The 3 sites and their museums play a pivotal role in the presentation of the Hadrian's Wall World Heritage Site. Over the last 8 years the sites have been enhanced with new graphics and guidebooks. Three major volumes in the EH Archaeological Report series have been produced for Corbridge and Chesters, a Batsford volume on Housesteads has been published, and the Hadrian's Wall Handbook for Teachers is shortly to be issued.
A recent photographic exhibition illustrating the 1906-14 Corbridge excavations was accompanied by the production of Corstopitum: an Edwardian Excavation, by Dr Michael Bishop. Recent refurbishment at Chesters has involved the replacement of the 350 captions that were painted in 1903 onto the plinths of the sculpture. Other outreach takes the form of direct contact with the public, enquiries, the use of collections, volunteer placements, tours, lectures, seminars, events, and occasionally, with the Education Officer, education days. The supply of photographs of items in the collections, for use in academic and other publications all over the world, is an important element of our work, and a substantial library of images has been built up for sale to the public through the EH Photographic Library.
The 3 collections owe much to the research of the large number of scholars working in the Hadrian's Wall area. EH commissions specific research (eg into the early photographic archive of Corbridge), valuable information relevant to the collections is also obtained as a by-product of research carried out by independent scholars, and other research is the product of EH funded post-excavation analysis programmes (eg the Chesters West Bridge Abutment by the Tyne and Wear Museums Service, or the 1974-80 excavations at Housesteads both currently in progress). In-house research is modest (eg to understand more of the formation of John Clayton's collection), or incidental.

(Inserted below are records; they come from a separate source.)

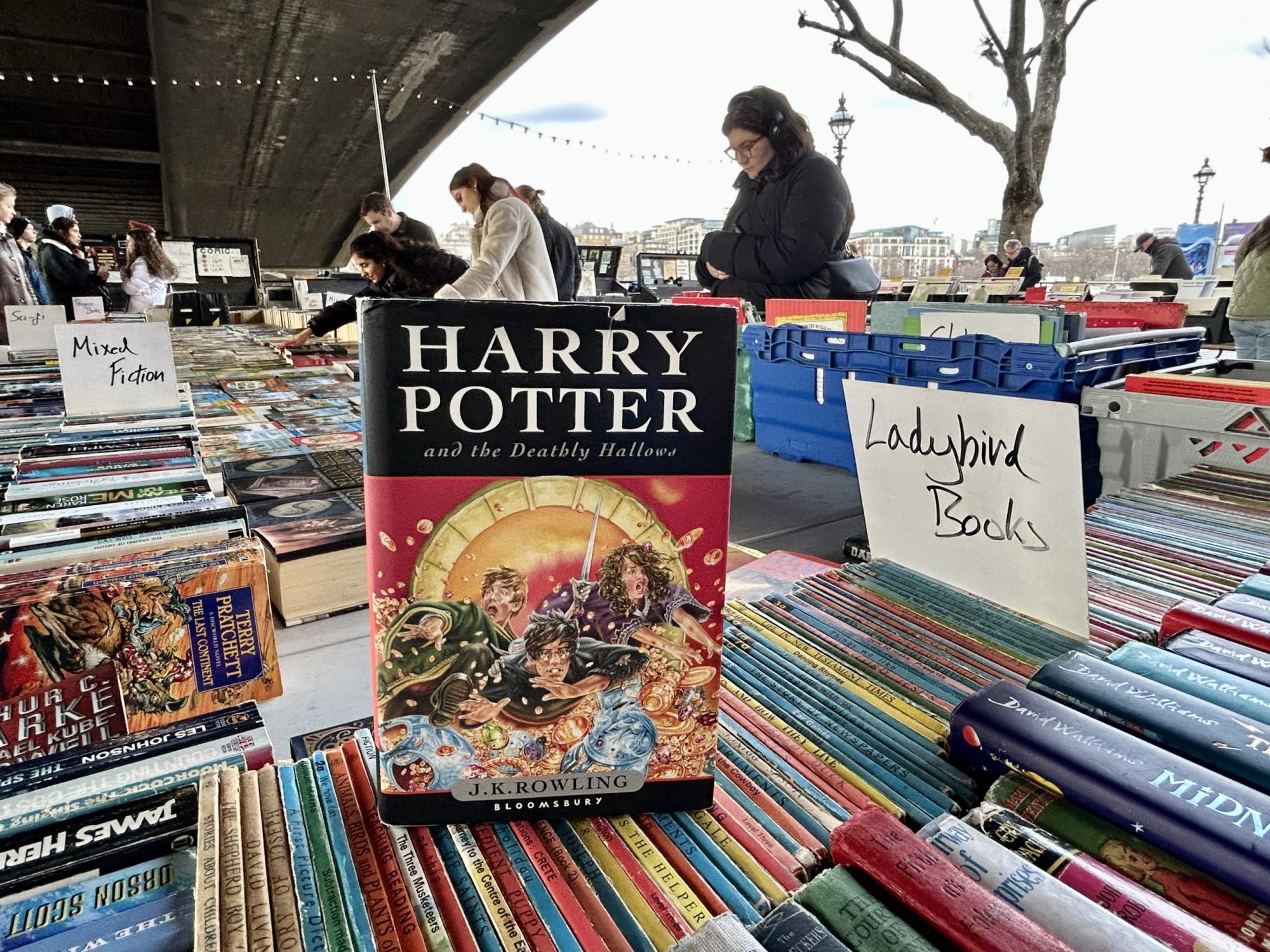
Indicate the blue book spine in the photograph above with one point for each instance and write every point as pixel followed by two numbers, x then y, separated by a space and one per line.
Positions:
pixel 1252 606
pixel 704 865
pixel 813 793
pixel 1164 714
pixel 164 925
pixel 355 903
pixel 1230 657
pixel 623 918
pixel 703 841
pixel 77 906
pixel 537 890
pixel 483 930
pixel 302 863
pixel 1213 823
pixel 1229 691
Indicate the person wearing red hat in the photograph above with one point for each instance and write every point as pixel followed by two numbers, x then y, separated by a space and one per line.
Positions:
pixel 148 270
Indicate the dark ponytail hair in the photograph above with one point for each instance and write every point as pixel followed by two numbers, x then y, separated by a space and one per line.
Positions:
pixel 490 187
pixel 765 112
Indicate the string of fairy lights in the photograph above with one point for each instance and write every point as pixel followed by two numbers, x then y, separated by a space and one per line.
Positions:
pixel 293 82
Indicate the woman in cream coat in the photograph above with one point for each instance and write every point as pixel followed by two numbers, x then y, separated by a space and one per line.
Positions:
pixel 510 256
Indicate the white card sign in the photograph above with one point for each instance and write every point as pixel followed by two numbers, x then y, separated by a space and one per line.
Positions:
pixel 111 369
pixel 977 491
pixel 32 328
pixel 182 255
pixel 1019 328
pixel 88 309
pixel 223 263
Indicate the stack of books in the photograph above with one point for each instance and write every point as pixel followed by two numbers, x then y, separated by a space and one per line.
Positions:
pixel 100 841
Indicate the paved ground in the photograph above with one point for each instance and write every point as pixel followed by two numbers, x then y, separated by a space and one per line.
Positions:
pixel 775 505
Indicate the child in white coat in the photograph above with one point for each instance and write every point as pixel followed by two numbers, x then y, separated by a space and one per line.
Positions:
pixel 148 270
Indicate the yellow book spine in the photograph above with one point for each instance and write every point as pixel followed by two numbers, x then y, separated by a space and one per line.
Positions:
pixel 662 873
pixel 754 870
pixel 846 774
pixel 648 921
pixel 874 695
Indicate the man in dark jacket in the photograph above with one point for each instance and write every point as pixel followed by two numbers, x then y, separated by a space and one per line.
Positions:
pixel 379 214
pixel 1022 257
pixel 562 247
pixel 1168 258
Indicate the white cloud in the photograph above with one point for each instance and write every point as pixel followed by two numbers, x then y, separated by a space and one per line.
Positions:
pixel 1153 89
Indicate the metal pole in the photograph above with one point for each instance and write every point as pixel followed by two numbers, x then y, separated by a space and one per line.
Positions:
pixel 379 126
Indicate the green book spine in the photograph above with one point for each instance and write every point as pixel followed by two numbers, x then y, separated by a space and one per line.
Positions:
pixel 858 918
pixel 338 937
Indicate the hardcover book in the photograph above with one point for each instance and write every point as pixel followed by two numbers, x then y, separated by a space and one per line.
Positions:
pixel 186 637
pixel 547 530
pixel 76 713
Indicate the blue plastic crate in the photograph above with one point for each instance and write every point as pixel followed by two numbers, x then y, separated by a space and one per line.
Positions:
pixel 975 364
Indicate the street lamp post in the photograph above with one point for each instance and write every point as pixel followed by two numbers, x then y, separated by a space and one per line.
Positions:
pixel 1203 177
pixel 840 125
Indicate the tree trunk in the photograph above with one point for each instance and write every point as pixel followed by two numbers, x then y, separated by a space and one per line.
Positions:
pixel 1019 208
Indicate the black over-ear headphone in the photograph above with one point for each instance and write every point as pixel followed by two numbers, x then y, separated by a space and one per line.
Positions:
pixel 777 131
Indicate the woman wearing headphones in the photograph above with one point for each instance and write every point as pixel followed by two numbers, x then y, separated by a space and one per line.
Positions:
pixel 793 211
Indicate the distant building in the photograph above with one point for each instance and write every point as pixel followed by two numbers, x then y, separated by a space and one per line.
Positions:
pixel 683 235
pixel 1088 239
pixel 591 234
pixel 989 239
pixel 458 241
pixel 910 251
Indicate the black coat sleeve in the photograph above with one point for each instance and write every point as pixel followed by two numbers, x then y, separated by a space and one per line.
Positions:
pixel 811 221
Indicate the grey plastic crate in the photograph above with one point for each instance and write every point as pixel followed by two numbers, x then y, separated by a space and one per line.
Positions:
pixel 1146 437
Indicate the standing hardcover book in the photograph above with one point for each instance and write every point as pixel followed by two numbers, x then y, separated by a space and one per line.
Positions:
pixel 547 503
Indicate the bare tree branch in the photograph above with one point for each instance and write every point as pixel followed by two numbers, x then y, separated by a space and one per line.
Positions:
pixel 1076 17
pixel 914 81
pixel 993 31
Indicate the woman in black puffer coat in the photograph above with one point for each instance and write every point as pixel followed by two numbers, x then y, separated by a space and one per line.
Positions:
pixel 793 211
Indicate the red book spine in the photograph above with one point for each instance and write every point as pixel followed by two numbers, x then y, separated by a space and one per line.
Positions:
pixel 403 913
pixel 378 906
pixel 584 893
pixel 1216 621
pixel 975 648
pixel 514 890
pixel 933 888
pixel 694 880
pixel 671 917
pixel 584 930
pixel 764 800
pixel 831 784
pixel 770 855
pixel 444 892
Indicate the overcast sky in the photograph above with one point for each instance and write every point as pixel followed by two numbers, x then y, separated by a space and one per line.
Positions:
pixel 1154 87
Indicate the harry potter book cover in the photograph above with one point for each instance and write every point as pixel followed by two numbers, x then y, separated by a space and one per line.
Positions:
pixel 547 506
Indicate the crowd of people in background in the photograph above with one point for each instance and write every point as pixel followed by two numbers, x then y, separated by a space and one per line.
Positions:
pixel 787 235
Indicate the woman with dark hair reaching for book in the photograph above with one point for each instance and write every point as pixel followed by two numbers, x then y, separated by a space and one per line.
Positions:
pixel 793 211
pixel 393 268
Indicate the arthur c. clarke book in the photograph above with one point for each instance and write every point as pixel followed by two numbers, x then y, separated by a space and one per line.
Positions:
pixel 547 503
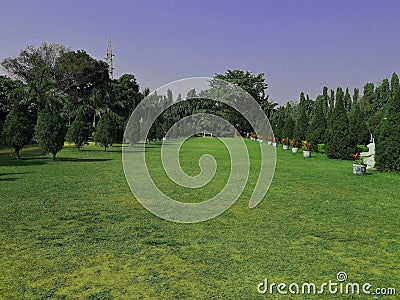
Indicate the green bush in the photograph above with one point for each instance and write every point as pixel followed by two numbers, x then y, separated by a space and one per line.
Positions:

The sites at Corbridge, Chesters and Housesteads, are flagship sites, to be managed by EH as exemplars. The prospect of lottery funding holds considerable promise for the future of the 3 collections. A project which has long been supported by the Trustees of the Clayton Collection, is the extension of the exhibition area at Chesters, where it is hoped that modern interpretation can supply an introduction to the Roman Fort and to John Clayton's archaeological collection, while allowing the current museum to retain its 1903 character. At Housesteads, the enlargement of the exhibition area could improve both presentation and visitor circulation. At Corbridge, it is the lower-profile storage, conservation and documentation aspects that demand the most attention. The adoption of the Hadrian's Wall Management Plan, and the establishment of a Co-ordination Unit to implement it, will also have far-reaching implications for the Hadrian's Wall collections.